After spending some time with Blank Face, I’m now convinced that Q is no longer the Ferg to Kendrick’s Rocky. Instead, he’s more like the Beanie Sigel to Kendrick’s Jay Z. He’s the brooding, dangerous presence who exists in his friend’s shadow but who, when you listen hard enough, might be every bit as great. Jay Z is one of the greatest rappers of all time, but so is Beanie. So is Kendrick. And if he can make another album or two on this level, we’ll have to talk about Schoolboy Q in those same terms.
FURIOUS FIVE
1. Dreezy – “Spazz”
Chicago is full of tremendously exciting young rappers from Chance The Rapper’s afterschool-freestyle orbit: Joey Purp, Towkio, guys like that. And yet, the city’s most exciting rap newcomer might be this lady, who spits filthy, casual badassery over Atlanta-style beats like it’s the easiest thing in the world. Her album is out on Friday. I can’t wait.
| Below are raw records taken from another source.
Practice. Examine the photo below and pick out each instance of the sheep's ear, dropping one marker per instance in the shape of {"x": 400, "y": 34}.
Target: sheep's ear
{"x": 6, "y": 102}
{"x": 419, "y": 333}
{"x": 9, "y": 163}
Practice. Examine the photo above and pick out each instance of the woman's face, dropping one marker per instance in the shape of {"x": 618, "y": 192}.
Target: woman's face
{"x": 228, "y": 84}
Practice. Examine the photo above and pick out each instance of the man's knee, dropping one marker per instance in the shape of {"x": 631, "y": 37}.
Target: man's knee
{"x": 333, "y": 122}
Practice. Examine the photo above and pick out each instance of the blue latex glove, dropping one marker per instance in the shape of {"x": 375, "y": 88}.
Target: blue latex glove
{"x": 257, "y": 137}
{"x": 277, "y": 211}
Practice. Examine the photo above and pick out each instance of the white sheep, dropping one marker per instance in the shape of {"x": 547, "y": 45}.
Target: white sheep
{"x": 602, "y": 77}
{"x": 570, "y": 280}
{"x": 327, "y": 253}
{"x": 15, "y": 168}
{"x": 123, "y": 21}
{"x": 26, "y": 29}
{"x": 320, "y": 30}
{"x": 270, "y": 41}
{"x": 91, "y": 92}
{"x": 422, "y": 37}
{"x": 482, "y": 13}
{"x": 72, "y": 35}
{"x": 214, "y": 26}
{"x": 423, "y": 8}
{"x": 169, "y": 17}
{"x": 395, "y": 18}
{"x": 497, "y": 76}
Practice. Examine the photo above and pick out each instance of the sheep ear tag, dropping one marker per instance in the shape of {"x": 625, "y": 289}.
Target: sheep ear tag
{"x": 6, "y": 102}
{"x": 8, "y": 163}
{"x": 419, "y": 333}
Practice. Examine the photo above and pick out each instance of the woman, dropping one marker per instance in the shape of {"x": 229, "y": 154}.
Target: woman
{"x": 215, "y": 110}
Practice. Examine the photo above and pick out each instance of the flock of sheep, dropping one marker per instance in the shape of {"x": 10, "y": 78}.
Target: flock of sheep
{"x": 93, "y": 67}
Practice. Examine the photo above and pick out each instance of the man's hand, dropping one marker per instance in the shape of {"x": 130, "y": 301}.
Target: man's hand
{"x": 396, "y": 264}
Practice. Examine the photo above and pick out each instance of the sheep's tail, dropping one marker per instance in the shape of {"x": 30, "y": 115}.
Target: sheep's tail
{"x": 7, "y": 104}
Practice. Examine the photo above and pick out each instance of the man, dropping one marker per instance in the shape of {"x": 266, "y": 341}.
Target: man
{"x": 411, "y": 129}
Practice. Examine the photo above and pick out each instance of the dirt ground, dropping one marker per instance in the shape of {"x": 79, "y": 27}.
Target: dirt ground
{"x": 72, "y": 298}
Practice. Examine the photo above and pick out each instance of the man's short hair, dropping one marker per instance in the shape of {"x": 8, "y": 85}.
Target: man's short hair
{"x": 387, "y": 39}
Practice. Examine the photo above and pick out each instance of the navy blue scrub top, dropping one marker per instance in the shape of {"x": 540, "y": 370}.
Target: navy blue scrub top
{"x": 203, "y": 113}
2. Z-Ro – “No Justice No Peace”
Gravelly, virtuosic Houston legend Z-Ro spent a day watching the news and working on music with Mike Dean, who was the white, Guitar Center-looking production genius behind a whole lot of Rap-A-Lot classics before he was Kanye West’s white, Guitar Center-looking production partner. Together, they came up with the most urgent, powerful civil rights anthem that this fucked up week has produced.
3. Bricc Baby – “Activis”
During a week that didn’t see an instant classic from Schoolboy Q, I might’ve had more space to prop up Nasty Dealer 2, the bleary, unsettling, very good new Bricc Baby mixtape. (I’d also have room to say some things about Young Greatness’ equally impressive I Tried To Tell Em 2, another tape you should seek out immediately.) Instead, I’ll just leave you with one question: If Bricc Baby really drinks that much cough syrup, why does he sound like he’s been gargling hot asphalt all day?
4. Gucci Mane – “On Me” (Feat. 2Pac)
A posthumous Gucci/Pac collab makes no sense whatsoever, and it comes out sounding incredible. The world is an amazing place.
5. Towkio – “Work 4 Me”
I would like to build a house out of those drum sounds.